16 maggio 2014, 21:56

Allodi: «La Canova snocciola risultati ma non è stata in mezzo alla gente»

COLORNO
La campagna elettorale di Colorno si infiamma. L’accusa di falso civismo mossa alle liste di Filippo Allodi e Stefano Cantoni da parte di Pd e Psi, che sostengono Michela Canova, ha scatenato una dura reazione da parte di Allodi, mentre Cantoni ha preferito non commentare le dichiarazioni di Pd e Psi.

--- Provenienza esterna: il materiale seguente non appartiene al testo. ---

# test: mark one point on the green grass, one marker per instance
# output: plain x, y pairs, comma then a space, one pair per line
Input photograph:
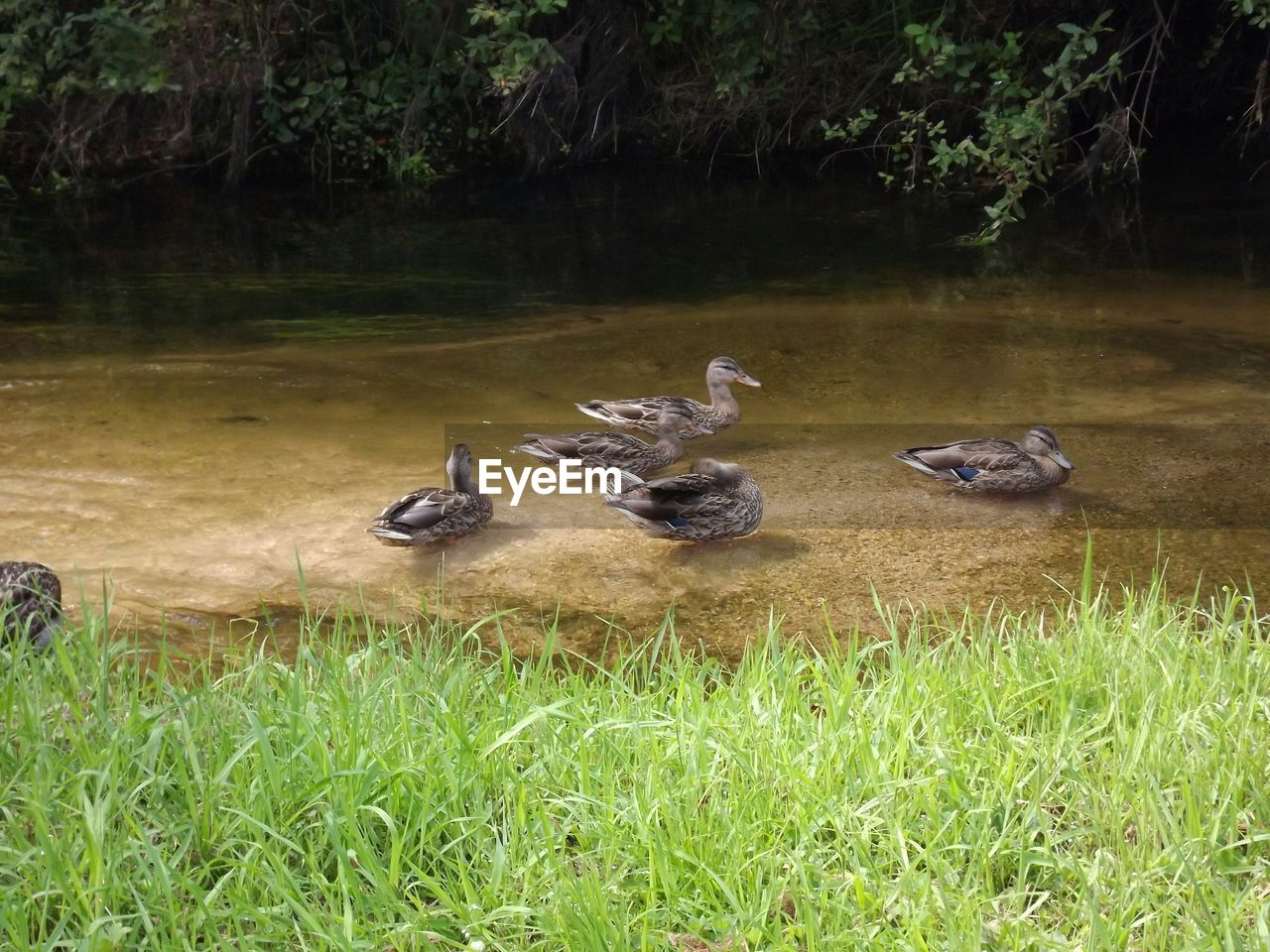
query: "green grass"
1092, 775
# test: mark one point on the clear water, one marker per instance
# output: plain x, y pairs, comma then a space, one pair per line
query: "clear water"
195, 394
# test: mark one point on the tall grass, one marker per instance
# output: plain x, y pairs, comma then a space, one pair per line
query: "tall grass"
1092, 775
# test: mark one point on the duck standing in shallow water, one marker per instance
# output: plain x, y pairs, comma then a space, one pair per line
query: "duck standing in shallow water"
621, 449
31, 602
643, 413
996, 465
714, 502
431, 513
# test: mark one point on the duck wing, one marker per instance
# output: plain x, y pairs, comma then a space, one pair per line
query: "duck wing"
674, 498
965, 454
425, 508
580, 445
638, 413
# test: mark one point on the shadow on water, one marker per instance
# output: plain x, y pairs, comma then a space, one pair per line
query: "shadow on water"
195, 394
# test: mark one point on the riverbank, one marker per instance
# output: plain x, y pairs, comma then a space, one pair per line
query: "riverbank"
1089, 774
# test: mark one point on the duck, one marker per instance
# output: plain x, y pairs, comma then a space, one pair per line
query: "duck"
31, 603
431, 513
620, 449
643, 413
715, 500
994, 465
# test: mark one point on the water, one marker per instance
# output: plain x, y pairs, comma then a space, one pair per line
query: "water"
197, 394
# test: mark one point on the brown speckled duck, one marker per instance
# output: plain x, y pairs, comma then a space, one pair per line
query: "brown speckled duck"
620, 449
712, 502
994, 465
642, 413
430, 513
31, 602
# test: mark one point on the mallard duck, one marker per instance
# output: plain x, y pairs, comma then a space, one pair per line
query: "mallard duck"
31, 602
621, 449
642, 413
996, 465
431, 513
714, 500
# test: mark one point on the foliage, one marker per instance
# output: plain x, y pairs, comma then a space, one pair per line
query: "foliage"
980, 111
1091, 775
1005, 96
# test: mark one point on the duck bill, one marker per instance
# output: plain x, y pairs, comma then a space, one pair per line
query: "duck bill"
1057, 456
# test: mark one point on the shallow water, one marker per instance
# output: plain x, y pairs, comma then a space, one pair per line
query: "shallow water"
197, 397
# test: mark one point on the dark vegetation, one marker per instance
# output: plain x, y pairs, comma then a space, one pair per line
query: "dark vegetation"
1001, 94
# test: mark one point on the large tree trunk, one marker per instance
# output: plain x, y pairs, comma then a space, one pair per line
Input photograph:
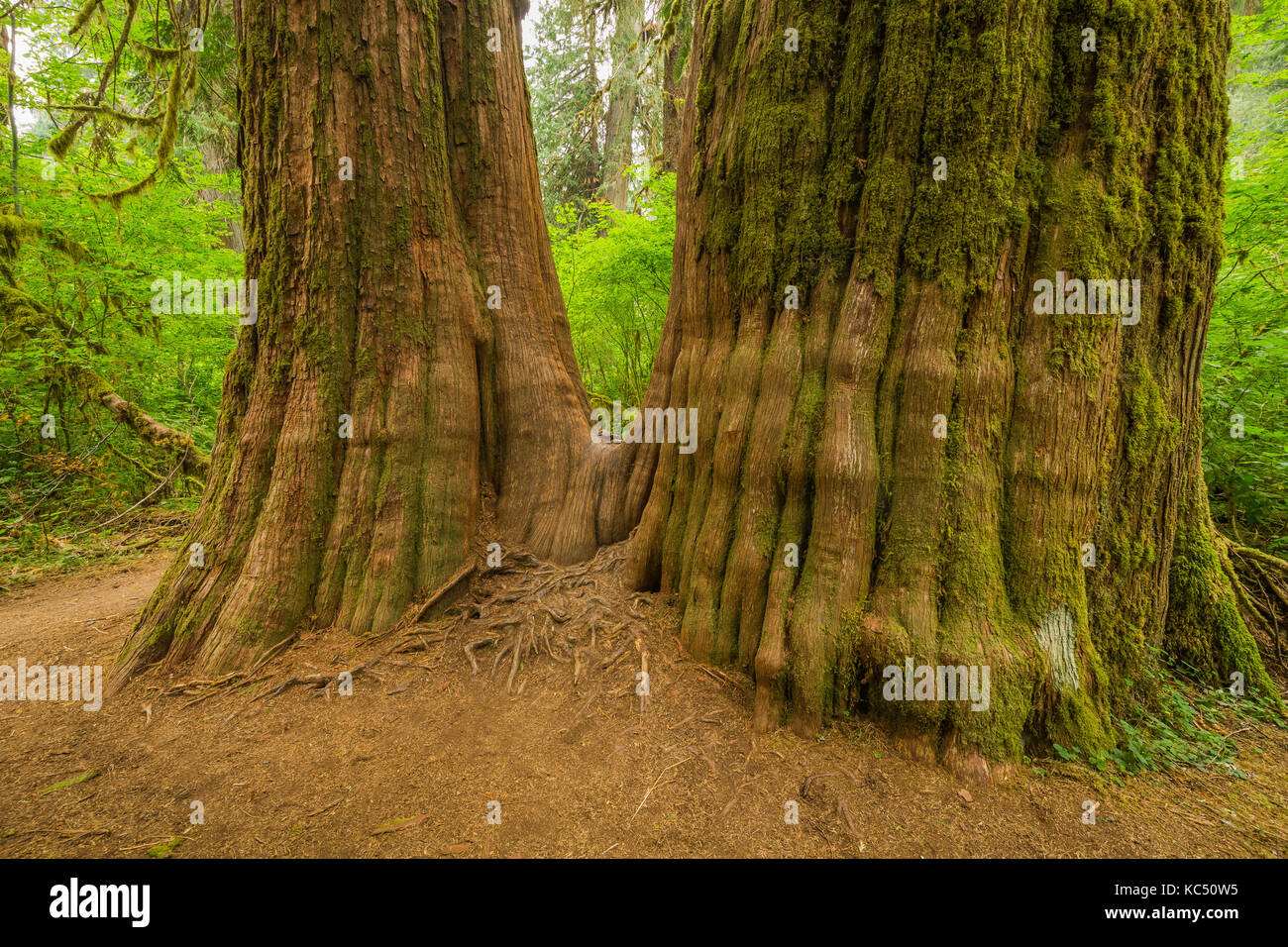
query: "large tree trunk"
374, 302
814, 169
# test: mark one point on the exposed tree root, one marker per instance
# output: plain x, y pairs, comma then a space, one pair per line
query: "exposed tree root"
1261, 582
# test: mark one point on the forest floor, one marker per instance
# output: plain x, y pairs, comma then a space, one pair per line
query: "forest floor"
408, 763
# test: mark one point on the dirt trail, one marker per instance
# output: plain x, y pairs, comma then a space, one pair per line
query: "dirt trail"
578, 770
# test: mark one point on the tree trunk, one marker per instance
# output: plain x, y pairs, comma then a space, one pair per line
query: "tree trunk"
918, 317
622, 102
417, 298
678, 37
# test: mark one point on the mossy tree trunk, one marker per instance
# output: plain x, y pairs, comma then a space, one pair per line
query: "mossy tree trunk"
814, 167
417, 298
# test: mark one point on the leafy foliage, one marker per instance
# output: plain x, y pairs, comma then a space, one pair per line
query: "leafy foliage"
1245, 369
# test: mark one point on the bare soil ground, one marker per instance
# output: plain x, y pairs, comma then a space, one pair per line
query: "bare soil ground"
408, 764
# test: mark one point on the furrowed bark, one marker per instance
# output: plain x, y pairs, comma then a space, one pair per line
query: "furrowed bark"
814, 167
420, 300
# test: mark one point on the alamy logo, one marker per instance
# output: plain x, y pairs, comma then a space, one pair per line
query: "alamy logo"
1087, 298
214, 296
653, 425
102, 900
936, 684
55, 684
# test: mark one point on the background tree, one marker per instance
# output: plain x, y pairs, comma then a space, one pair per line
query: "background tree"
434, 325
623, 99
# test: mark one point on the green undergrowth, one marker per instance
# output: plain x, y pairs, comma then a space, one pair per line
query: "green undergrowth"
1188, 727
34, 552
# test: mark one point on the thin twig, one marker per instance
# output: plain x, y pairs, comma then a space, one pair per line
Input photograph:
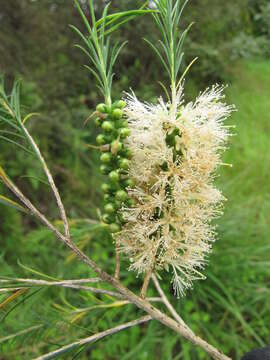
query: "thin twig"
117, 260
94, 338
50, 179
166, 301
127, 294
59, 283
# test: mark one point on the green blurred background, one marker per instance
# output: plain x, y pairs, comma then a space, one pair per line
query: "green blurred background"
231, 309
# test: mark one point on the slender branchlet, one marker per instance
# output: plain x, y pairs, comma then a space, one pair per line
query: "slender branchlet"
170, 49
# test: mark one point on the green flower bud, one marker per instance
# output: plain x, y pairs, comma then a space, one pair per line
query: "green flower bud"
130, 183
98, 122
121, 104
106, 158
114, 228
124, 164
107, 219
109, 208
121, 195
114, 176
105, 188
124, 132
116, 146
118, 204
124, 123
101, 108
101, 140
107, 126
131, 202
126, 153
104, 169
117, 114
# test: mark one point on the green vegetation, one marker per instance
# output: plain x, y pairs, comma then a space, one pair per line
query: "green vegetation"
231, 308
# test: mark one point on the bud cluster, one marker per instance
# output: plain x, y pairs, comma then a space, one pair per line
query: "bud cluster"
115, 159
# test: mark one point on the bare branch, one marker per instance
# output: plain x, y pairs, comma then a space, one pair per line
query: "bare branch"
94, 338
126, 293
166, 301
50, 179
60, 282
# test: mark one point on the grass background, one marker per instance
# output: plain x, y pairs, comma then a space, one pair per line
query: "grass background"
231, 309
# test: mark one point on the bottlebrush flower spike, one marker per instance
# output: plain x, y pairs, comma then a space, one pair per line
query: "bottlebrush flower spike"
176, 150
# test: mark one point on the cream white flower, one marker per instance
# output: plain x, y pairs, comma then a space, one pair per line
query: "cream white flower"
176, 150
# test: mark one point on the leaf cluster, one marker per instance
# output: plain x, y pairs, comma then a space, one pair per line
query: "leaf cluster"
170, 51
99, 49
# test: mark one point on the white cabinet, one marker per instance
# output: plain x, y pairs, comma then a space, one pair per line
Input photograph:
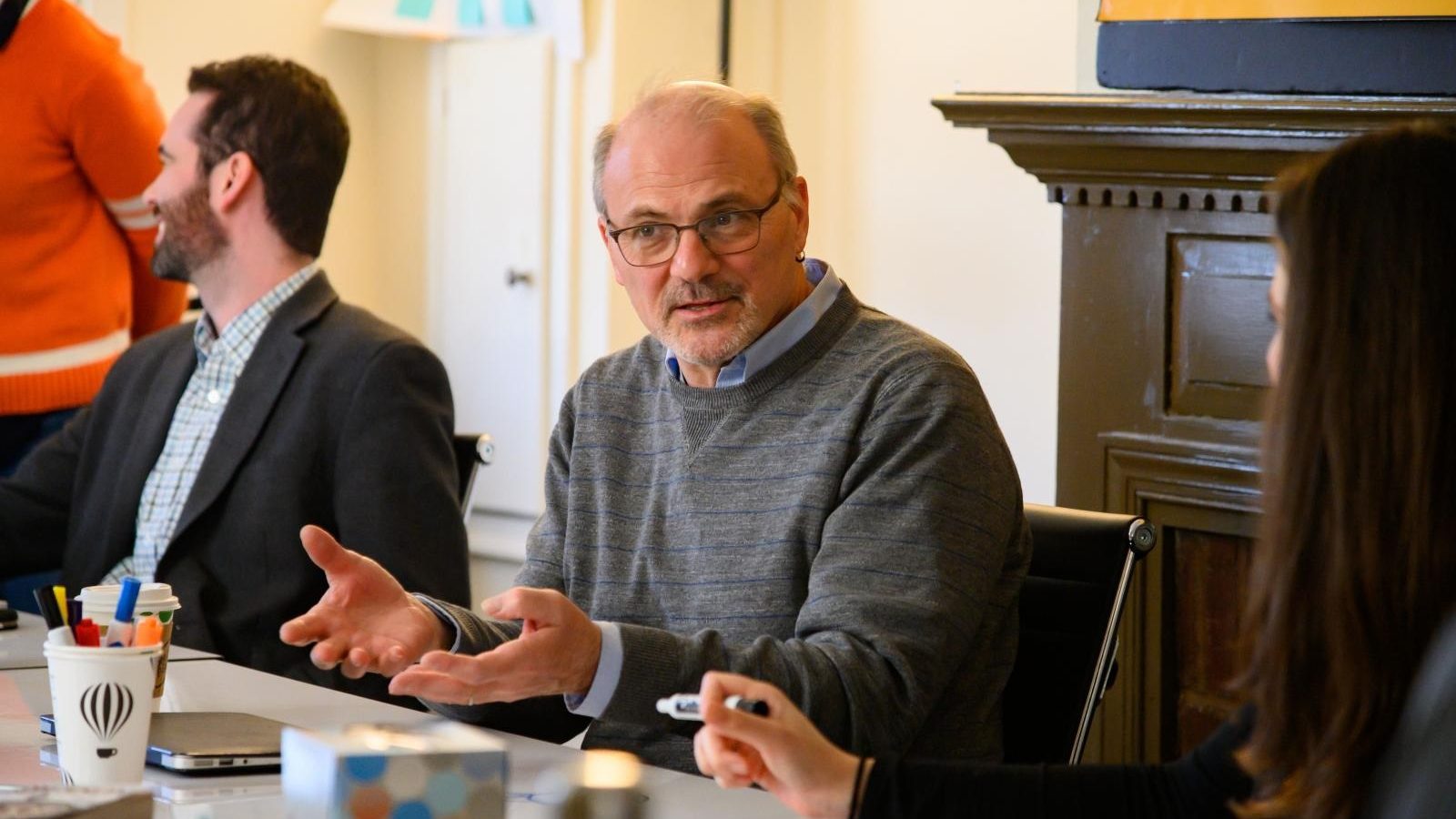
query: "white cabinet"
487, 317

«Le segreterie del Pd e del Psi di Colorno – scrive Il Comune che vorrei-Comunità e partecipazione, che candida sindaco Allodi - non hanno ancora colto la differenza tra la proposta della nostra lista e la loro. Il nome “Il Comune che Vorrei – Comunità e Partecipazione” descrive la voglia di impegnarsi attivamente nell’amministrare il comune coinvolgendo i cittadini nelle scelte. La Canova snocciola i suoi risultati, ma non è in condizione di spiegare perché a differenza del suo predecessore non è stata in mezzo alla gente, non ha dialogato, ascoltato e cercato soluzione condivise. Le sue frasi spesso iniziano con “il mio Comune, la mia giunta, la mia maggioranza, i miei uffici, i miei dipendenti” denotando un’idea di possesso. Ma il sindaco non è il comandante in capo, è invece il punto di riferimento della comunità. Sui nostri manifesti abbiamo scritto “Vorrei un sindaco che chiede alla gente prima di decidere”. Cosa importa se chi pensa questo ha una tessera in tasca o no? Allodi, Reggiani e tutti gli altri candidati condividono un perimetro politico molto chiaro che si chiama Costituzione Italiana, al cui interno c’è la sintesi della nostra Nazione: lavoro, giustizia, ambiente, equità fiscale, rapporti stato-chiesa, scuola, cultura e senso civico. Perché non dovremmo stare assieme? Se davvero Pd e Psi dicono di non nascondersi dietro a falsi civismi, perché nel contrassegno della lista non hanno inserito i simboli dei loro partiti, come invece è stato fatto a Torrile? Eppure con soli due partiti, lo spazio non mancava di certo».
Stefano Cantoni ha invece deciso di non replicare alle accuse di Pd e Psi. Al contrario la sua lista Colorno Viva presenta «Giovani per Colorno. Un progetto tra le generazioni» con il quale far incontrare i giovani e gli anziani del territorio colornese. «I giovani che lo vorranno, ma non solo loro – spiega Cantoni - potranno mettere a disposizione un’ora alla settimana del loro tempo per un anziano, anche per servizi semplici: fare la spesa, accompagnare a una visita o fare un po’ di compagnia. Vorremmo creare momenti e opportunità simili anche nei centri di aggregazione del paese in cui giovani e anziani possano confrontare le loro esperienze».
Domenica, nel pomeriggio, Cantoni farà visita ai frequentatori del circolo Maria Luigia, dove, con i candidati under 30 della lista– Francesco Pugliese, Riccardo Conti e Martina Capellazzi - illustrerà il progetto «Giovani per Colorno. Un ponte tra le generazioni».
Prosegue, sempre domenica, anche il Colorno Viva Tour: al mattino banchetto in piazza e al pomeriggio visita nei quartieri di Colorno e sopralluoghi in punti critici del paese.